Weet niet hoe vaak ik dit boek heb gelezen, in het Nederlands, in het Engels, ben de tel kwijtgeraakt, maar het is na al die jaren nog altijd mijn favoriete roman. Persoonlijk beschouw ik de passage waarin Esther haar vaders graf bezoekt als het mooiste gedeelte: Toen knikten mijn knieën, en ik zakte ineen op het kletsnatte gras. Én de passages daar vlak voor, als ze als vrijwilliger in een ziekenhuis gaat werken waar het helemaal misgaat en ze erover denkt om dan maar non te worden: Ik wist wel zo'n beetje zeker dat de katholieken geen getikte nonnen aannamen. De man van mijn tante Libby had eens een verhaal verteld over een non die door een klooster naar Teresa was gestuurd voor een onderzoek. Die non hoorde steeds maar harpmuziek in haar oren en een stem die almaar zei: 'Halleluja!' Maar toen er verder werd gevraagd bleek ze niet zeker te weten of die stem nu Halleluja zei of Arizona. De non was geboren in Arizona. Ik geloof dat ze uiteindelijk in een inrichting terecht was gekomen. Hahaha...
Plaths volgende roman zou Doubletake gaan heten, wat betekent dat wanneer je iets nog eens goed bekijkt, er een diepere, dubbele betekenis wordt onthuld.
Ogenschijnlijk heeft ze weinig reden tot klagen. Ze krijgt een studiebeurs en een stageplek bij een modeblad; ze is jong en gezond. Desondanks voelt ze zich slecht. Haar leven lijkt al door anderen voor haar uitgestippeld. In Massachusetts wordt ze geacht met Buddy te trouwen en huisvrouw te worden. In New York zijn er kansen om vooruit te komen, maar dan wordt de prestatiedruk zeer groot. De ongelijke normen tussen mannen en vrouwen kwellen haar. Ze doet aan automutilatie en herkent zichzelf niet meer in haar spiegelbeeld.
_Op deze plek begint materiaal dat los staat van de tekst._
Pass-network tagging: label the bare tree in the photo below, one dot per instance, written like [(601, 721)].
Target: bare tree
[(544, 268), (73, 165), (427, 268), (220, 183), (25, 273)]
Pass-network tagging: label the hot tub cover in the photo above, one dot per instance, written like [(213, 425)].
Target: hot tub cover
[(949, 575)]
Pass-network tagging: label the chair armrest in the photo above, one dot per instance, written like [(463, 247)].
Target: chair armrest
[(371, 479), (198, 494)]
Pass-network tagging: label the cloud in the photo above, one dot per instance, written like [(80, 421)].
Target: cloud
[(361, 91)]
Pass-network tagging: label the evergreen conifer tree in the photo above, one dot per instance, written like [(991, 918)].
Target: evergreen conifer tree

In de eerste helft zit veel zwarte humor. Die mislukte zelfmoordpogingen doen denken aan het puntdicht Resumé van Dorothy Parker. Daarna wordt het wranger. Elektroshocks, insulinetherapie en lobotomie waren psychiatrische methodes die vaak meer kwaad dan goed deden.
De titel geeft aan dat ze zich afgescheiden voelt van de wereld, als in het luchtledige. Plath hanteert een poëtische stijl met metaforen en vergelijkingen. Ze schaamt zich niet om haar zwakheden en zielenroerselen te delen. Het heeft de intimiteit van een tienerdagboek, maar beter geschreven.